Donnerstag, 20. November 2008

Einladung in die Höhle des Bären: Jedinaja Rossija schafft soziales Netzwerk

Anläßlich des gerade laufenden Parteitages von „Jedinaja Rossija“ startete heute in Rußland ein neues soziales Netzwerk im Internet. Neben Mitgliedern der Regierungspartei steht das Portal „Berloga“ auch Angehörigen und Sympathisanten sämtlicher Parteien Rußlands offen.


Auf die Namensgebung scheinen die Macher einige kreative Energie verwendet zu haben. Die Initalien der Partei, das kyrillische E (spriche „je“) und R, sind optisch hervorgehoben in das Wort „Blog“, um ein a ergänzt, eingeschoben. Übersetzt bedeutet Berloga „Bärenhöhle“ und spielt somit auf das Wappentier der Partei an.


Auf der Titelseite wird der Besucher von einem politischen Koordinatensystem der russischen Parteienlandschaft vor dem Hintergrund einer bunten Fahne begrüßt. Elf politische Parteien sind dort anhand der Kriterien „rechts“ und „links“ sowie „Radikalismus“ und „Konservatismus“ eingezeichnet. Dem Zentrum am nächsten, mit leichter Tendenz Richtung „rechts“ und „Konservatismus“, steht „ Jedinaja Rossija“.


Die Seite bietet ihren Benutzern an, Profile anzulegen, stellt Diskussionsforen für jede einzelne Partei zur Verfügung und sieht außerdem Videoblogs vor. Nur drei einfache Regeln werden auf der Titelseite formuliert. Zunächst soll die Meinung von Gegnern respektiert werden. Zweitens soll die Gesetzgebung der Russländischen Föderation beachtet und Extremismus sowie vulgäre Sprache vermieden werden. Der dritte Punkt ist schließlich ein Aufruf, eine „konsequente politische und staatsbürgerliche Position“ zu demonstrieren sowie sich „aufrichtig um das Wohl Rußlands“ zu sorgen.
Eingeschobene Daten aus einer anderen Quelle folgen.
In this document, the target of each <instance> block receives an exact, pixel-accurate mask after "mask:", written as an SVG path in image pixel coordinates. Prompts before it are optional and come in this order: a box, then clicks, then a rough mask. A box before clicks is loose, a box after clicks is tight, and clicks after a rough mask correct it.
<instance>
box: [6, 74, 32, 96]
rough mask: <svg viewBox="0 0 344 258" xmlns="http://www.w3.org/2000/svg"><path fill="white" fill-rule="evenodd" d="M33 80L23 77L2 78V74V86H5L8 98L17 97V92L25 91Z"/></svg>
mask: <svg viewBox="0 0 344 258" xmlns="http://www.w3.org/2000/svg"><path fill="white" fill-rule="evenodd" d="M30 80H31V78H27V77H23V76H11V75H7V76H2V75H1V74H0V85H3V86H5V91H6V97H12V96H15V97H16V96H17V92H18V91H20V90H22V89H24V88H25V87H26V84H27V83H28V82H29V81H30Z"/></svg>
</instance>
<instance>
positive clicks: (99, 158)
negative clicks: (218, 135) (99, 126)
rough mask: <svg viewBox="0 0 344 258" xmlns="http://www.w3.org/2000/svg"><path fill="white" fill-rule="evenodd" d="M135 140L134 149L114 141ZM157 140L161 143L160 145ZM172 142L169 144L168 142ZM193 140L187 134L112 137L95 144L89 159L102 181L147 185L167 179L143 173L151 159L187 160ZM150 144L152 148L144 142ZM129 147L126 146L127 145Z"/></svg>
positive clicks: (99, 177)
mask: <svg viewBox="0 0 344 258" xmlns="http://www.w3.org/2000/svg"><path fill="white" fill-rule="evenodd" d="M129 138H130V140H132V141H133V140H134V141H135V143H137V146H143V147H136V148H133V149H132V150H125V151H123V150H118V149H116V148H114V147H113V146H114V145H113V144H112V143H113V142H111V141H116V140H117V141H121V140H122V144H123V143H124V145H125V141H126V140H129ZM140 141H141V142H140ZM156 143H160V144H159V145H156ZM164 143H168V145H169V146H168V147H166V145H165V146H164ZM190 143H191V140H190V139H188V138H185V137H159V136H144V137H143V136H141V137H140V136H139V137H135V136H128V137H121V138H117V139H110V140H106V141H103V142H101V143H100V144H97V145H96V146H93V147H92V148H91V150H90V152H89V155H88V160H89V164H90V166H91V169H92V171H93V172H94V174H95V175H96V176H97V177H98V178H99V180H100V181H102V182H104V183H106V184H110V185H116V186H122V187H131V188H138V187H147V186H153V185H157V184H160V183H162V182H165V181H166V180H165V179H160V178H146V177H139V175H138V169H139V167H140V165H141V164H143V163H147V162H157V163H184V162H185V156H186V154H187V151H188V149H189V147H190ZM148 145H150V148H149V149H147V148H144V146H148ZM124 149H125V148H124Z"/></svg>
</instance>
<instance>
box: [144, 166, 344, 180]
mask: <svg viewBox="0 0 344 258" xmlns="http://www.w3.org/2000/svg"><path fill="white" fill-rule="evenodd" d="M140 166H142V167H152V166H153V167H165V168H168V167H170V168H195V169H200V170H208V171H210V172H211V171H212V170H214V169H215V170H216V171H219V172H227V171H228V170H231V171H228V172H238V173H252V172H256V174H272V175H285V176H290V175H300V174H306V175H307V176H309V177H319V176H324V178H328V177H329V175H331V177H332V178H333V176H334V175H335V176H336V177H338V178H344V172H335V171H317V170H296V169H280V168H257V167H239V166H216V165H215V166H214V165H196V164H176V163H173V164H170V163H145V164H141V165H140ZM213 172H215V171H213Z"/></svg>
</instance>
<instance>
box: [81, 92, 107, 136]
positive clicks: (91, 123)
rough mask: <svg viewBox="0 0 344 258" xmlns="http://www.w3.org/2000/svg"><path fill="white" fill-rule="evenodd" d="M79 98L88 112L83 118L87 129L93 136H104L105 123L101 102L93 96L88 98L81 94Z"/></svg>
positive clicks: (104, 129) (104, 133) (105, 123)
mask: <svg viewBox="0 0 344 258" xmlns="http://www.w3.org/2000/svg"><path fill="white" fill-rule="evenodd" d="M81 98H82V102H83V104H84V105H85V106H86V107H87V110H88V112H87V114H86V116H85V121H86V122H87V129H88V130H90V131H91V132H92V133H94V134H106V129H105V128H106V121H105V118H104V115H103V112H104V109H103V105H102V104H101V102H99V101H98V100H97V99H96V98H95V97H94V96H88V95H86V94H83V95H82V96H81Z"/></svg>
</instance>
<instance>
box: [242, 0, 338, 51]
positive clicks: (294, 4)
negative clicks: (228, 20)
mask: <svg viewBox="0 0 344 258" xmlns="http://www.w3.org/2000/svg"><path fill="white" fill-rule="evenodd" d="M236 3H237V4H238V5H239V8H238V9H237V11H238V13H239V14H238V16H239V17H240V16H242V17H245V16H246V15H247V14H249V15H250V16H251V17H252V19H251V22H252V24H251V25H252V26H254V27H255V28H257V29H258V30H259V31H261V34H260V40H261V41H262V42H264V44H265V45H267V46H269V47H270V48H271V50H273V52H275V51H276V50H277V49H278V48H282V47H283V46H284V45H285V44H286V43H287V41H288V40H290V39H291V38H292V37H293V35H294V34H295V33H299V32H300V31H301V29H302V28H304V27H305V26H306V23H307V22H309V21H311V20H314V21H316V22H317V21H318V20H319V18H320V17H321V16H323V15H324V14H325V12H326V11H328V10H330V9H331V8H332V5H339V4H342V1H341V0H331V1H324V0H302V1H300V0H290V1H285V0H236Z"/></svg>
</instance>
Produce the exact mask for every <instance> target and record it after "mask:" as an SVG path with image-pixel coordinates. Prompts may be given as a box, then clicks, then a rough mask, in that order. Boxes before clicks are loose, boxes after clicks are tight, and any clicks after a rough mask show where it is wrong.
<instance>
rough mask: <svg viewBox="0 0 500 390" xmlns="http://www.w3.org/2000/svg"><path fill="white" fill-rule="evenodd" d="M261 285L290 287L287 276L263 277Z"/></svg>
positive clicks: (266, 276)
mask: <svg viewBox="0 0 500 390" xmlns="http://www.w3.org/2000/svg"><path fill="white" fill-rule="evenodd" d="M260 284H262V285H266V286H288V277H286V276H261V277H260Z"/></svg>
Mit dem Portal scheint der Partei gleich in mehrerlei Hinsicht ein geschickter Schachzug gelungen zu sein. Zunächst ist sie in einem jungen Medium vertreten und kann sich davon erhoffen, gerade junge und gut ausgebildete Internetnutzer an sich zu binden. Sie gewinnt weiterhin an Terrain im Internet, das aufgrund der restriktiven Bedingungen für Radio, Fernsehen und Printmedien den letzten Rückzugsort für die politische Opposition darstellt. Dies tut sie nicht durch plumpe Zensur, die einerseits dem Image schaden könnte, andererseits aufgrund des Charakters des Mediums nur schwer effektiv sein kann. Stattdessen inszeniert sie sich als die Kraft, die sogar ihren politischen Gegnern Ressourcen zum Meinungsaustausch zur Verfügung stellt. Damit bestimmt sie allerdings auch die Spielregeln des Dialogs. Die Opposition in Rußland muß sich entscheiden, ob sie die Einladung in die Höhle des Bären annimmt.